监控告警 #

一、监控概述 #

1.1 监控架构 #

text

监控架构
┌─────────────────────────────────────────────────────────────┐
│                                                             │
│   CockroachDB 集群                                          │
│   ├── Node 1 (/_status/vars)                               │
│   ├── Node 2 (/_status/vars)                               │
│   └── Node 3 (/_status/vars)                               │
│         │                                                   │
│         ▼                                                   │
│   Prometheus                                                │
│   ├── 抓取指标                                             │
│   ├── 存储时序数据                                         │
│   └── 告警规则                                             │
│         │                                                   │
│         ▼                                                   │
│   Grafana                                                   │
│   ├── 可视化仪表板                                         │
│   └── 告警通知                                             │
│                                                             │
└─────────────────────────────────────────────────────────────┘

1.2 监控指标 #

指标类别	说明
系统指标	CPU、内存、磁盘、网络
集群指标	节点状态、Range分布
SQL指标	查询延迟、吞吐量
存储指标	写入速度、压缩率

二、Prometheus集成 #

2.1 配置Prometheus #

yaml

# prometheus.yml
global:
  scrape_interval: 15s
  evaluation_interval: 15s

scrape_configs:
  - job_name: 'cockroachdb'
    metrics_path: '/_status/vars'
    static_configs:
      - targets:
          - 'node1:8080'
          - 'node2:8080'
          - 'node3:8080'
    relabel_configs:
      - source_labels: [__address__]
        target_label: instance
        regex: '([^:]+):\d+'
        replacement: '${1}'

alerting:
  alertmanagers:
    - static_configs:
        - targets:
          - 'alertmanager:9093'

rule_files:
  - 'cockroachdb_alerts.yml'

2.2 告警规则 #

yaml

# cockroachdb_alerts.yml
groups:
  - name: cockroachdb
    rules:
      - alert: CockroachDBNodeDown
        expr: up{job="cockroachdb"} == 0
        for: 1m
        labels:
          severity: critical
        annotations:
          summary: "CockroachDB node down"
          description: "Node {{ $labels.instance }} has been down for more than 1 minute."
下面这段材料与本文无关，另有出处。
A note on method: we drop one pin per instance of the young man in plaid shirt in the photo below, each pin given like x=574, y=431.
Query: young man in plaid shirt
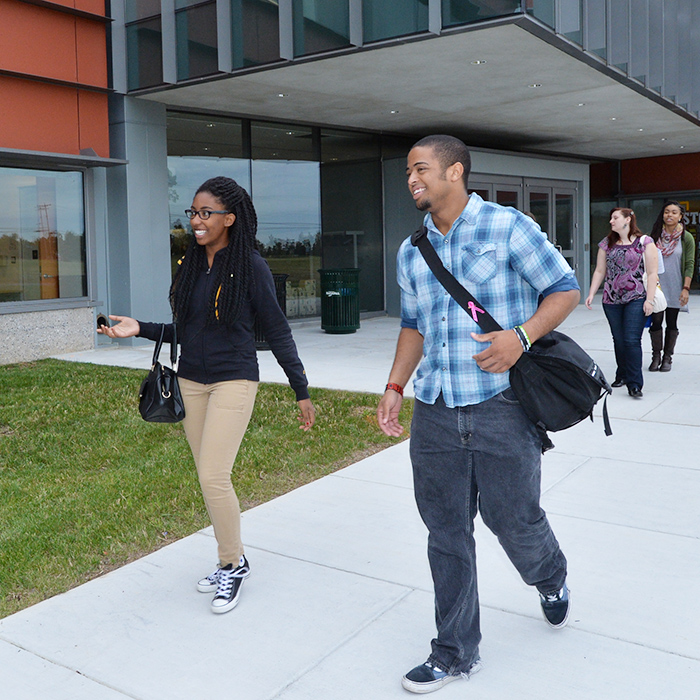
x=472, y=445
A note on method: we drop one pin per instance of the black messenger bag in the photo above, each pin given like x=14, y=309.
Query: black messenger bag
x=556, y=382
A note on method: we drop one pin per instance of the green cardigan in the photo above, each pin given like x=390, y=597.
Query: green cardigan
x=688, y=255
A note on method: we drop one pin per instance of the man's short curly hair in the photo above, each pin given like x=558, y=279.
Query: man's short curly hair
x=449, y=150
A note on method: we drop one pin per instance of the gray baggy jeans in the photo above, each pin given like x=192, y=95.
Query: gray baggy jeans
x=485, y=456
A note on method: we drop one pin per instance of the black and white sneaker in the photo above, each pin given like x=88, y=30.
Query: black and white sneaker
x=228, y=589
x=210, y=583
x=556, y=606
x=428, y=677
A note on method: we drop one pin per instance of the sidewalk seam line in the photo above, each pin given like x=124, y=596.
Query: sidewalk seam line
x=340, y=644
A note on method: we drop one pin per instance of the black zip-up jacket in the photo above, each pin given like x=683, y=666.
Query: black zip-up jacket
x=217, y=353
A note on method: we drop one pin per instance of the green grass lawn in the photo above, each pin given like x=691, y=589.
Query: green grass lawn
x=87, y=486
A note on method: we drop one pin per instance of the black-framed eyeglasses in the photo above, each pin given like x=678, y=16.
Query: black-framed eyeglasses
x=203, y=214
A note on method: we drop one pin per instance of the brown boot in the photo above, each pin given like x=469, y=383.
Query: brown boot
x=669, y=347
x=657, y=346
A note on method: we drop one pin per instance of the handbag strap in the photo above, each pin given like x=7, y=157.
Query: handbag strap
x=159, y=345
x=464, y=298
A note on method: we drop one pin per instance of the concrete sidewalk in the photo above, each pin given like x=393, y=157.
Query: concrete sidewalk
x=340, y=605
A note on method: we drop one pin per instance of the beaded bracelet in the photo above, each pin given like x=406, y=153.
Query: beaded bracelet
x=524, y=339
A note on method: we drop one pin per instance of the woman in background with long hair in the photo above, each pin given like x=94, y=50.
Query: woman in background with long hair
x=623, y=257
x=221, y=286
x=677, y=247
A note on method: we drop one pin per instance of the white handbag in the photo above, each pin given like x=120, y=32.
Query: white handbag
x=659, y=303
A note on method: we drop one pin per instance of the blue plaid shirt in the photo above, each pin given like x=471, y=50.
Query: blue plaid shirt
x=502, y=257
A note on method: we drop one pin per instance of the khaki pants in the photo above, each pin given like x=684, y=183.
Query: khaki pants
x=217, y=416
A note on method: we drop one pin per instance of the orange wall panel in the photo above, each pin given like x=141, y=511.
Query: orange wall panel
x=661, y=174
x=37, y=41
x=42, y=117
x=96, y=7
x=93, y=122
x=91, y=52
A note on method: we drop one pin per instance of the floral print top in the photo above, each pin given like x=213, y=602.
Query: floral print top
x=625, y=268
      - alert: CockroachDBHighLatency
        expr: histogram_quantile(0.99, rate(sql_latency_bucket[5m])) > 1
        for: 5m
        labels:
          severity: warning
        annotations:
          summary: "High SQL latency"
          description: "99th percentile latency is above 1 second."

      - alert: CockroachDBLowReplicas
        expr: count(replicas) < 3
        for: 5m
        labels:
          severity: critical
        annotations:
          summary: "Low replica count"
          description: "Replica count is below 3."

      - alert: CockroachDBHighDiskUsage
        expr: (storage_usage / storage_capacity) > 0.8
        for: 5m
        labels:
          severity: warning
        annotations:
          summary: "High disk usage"
          description: "Disk usage is above 80%."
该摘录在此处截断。